The Rosenberg Research founder noted the Fed is rapidly hiking interest rates and shrinking its balance sheet, even though stocks are in a bear market and the macroeconomic outlook is deeply unclear. At the same time, the yield curve is inverted — a reliable sign of an upcoming recession.

“We have an economic storm brewing,” he told BNN Bloomberg on Tuesday. “2023 is going to be a very, very rough year.”

Rosenberg warned that if the Fed keeps tightening its monetary policy, it could tank house prices and spark a credit crunch in the banking sector. It could also weaken consumer confidence and spending, and prolong the economic downturn.

The leading economist explained why he sees less upward pressure on prices in a video uploaded to his firm’s YouTube channel on Wednesday.

He noted that delays in vendor deliveries have returned to pre-COVID levels, commodity prices have slumped into a bear market and freight rates have declined sharply.
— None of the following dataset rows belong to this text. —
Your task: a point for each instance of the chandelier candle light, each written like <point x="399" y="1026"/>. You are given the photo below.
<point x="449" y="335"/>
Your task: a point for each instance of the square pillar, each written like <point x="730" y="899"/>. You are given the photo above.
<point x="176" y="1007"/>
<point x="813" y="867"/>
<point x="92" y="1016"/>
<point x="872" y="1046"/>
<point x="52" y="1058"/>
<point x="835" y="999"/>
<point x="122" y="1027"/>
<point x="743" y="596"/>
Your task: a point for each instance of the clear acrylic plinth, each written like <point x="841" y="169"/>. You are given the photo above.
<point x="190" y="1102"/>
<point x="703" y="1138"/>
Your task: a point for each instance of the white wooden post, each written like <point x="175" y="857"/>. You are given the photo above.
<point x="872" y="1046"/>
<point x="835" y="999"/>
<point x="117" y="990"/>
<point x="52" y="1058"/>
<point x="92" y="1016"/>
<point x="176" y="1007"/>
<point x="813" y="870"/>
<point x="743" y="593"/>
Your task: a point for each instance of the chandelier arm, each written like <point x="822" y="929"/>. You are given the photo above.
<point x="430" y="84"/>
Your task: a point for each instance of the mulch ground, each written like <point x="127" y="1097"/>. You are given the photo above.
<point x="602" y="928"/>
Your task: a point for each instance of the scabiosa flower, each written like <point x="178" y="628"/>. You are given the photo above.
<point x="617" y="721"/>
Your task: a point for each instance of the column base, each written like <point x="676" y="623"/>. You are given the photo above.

Meanwhile, the US labor market appears to be softening for young people, working mothers, and other key groups.

“Our models show headline inflation slicing below 3% in the next 12 months, from over 8% today,” Rosenberg said. “But by then it’s going to be too late to save the economy, and I would posit that the Fed has already done the overkill as is.”

He suggested the Fed has a “once burnt, twice shy mentality” after reacting too slowly to the inflation threat, and may have overcorrected as a result.

Moreover, he said the central bank might be trying to cool demand whether or not there’s inflation, given its apparent disregard for the gloomy US economic outlook, the surging dollar, and lower commodity prices.

“This really can’t be about inflation in a traditional sense,” he said. “It has to be a case of taking the punch bowl away.”

Notably, Rosenberg warned investors not to expect stocks to rebound instantly once the Fed starts easing its policies again.

“For everybody that’s thinking about the pivot, first comes the pause, and historically the stock market bottoms — believe it or not — 16 months after the Fed pauses,” he said.

“The real thing happens deep into the easing cycle, and that’s probably a story for late next year or into 2024.”